45.) Tijdens het gezamenlijke gebed met tegenzin staan in de voorste rij. Aboe Hoerayrah (moge Allah tevreden zijn met hem) verhaalde dat de boodschapper van Allah (Allahs zegeningen en vrede zijn met hem) zei (Nederlandstalige interpretatie): “Als de mensen de waarde van de adzaan (oproep tot het gebed) en (het staan in) de eerste rij (direct achter de imaam) zouden weten, dan zouden zij niets anders weten dan te loten om dit voorrecht te verkrijgen. Wanneer zij de waarde zouden weten van het zo vroeg mogelijk naar het gebed komen, zouden zij met elkaar wedijveren in het erheen haasten; en als zij de waarde wisten van de avond- en ochtendgebeden dan zouden zij komen, al moesten zij kruipen.” (Overgeleverd door al-Boekhaarie en Moeslim.)

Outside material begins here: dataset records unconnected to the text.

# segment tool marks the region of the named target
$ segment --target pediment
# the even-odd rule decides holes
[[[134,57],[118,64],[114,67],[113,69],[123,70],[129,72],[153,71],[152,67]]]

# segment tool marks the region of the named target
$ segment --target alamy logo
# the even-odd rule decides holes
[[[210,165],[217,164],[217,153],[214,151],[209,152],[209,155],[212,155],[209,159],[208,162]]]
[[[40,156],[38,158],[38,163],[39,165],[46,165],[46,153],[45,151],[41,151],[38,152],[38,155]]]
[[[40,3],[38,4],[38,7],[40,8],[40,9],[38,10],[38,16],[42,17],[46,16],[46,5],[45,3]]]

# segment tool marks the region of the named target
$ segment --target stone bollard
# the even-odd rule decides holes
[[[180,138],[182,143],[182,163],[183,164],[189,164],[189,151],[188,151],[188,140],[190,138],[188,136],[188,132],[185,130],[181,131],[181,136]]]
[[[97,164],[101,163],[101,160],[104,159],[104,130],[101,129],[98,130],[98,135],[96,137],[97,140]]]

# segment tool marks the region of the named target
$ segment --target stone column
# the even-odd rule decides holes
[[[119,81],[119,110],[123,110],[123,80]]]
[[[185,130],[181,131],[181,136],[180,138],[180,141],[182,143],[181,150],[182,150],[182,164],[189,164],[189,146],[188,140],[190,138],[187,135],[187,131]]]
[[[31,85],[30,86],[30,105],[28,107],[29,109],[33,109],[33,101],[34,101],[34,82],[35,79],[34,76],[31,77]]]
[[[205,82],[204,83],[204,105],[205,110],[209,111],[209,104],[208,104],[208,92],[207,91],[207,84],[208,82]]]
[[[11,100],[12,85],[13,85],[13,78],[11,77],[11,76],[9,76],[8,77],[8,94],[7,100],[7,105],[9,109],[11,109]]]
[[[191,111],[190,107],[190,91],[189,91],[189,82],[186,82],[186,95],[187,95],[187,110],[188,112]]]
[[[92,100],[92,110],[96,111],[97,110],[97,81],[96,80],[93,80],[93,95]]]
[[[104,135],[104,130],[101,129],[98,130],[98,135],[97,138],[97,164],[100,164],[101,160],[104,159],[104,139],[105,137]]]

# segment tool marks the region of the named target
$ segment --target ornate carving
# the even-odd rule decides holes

46.) Het zitten in een tawarroek houding in de laatste rak’ah van het fadjr en al-djoemoe’ah gebed. Het is prijzenswaardig om in de tawarroek-houding te gaan zitten, alleen in de laatste rak’ah van het dhzohr, ‘asr, maghrib en ‘ishaa-e gebed. Tawarroek is beschreven in Sah’ieh’ al-Boekhaarie als het rusten van het lichaam, tijdens het zitten, op het linker dijbeen met de linkervoet onder het rechterbeen, terwijl de rechtervoet rechtop staat; het lichaam wordt ondersteund door de linkerhand die de linkerknie vasthoudt.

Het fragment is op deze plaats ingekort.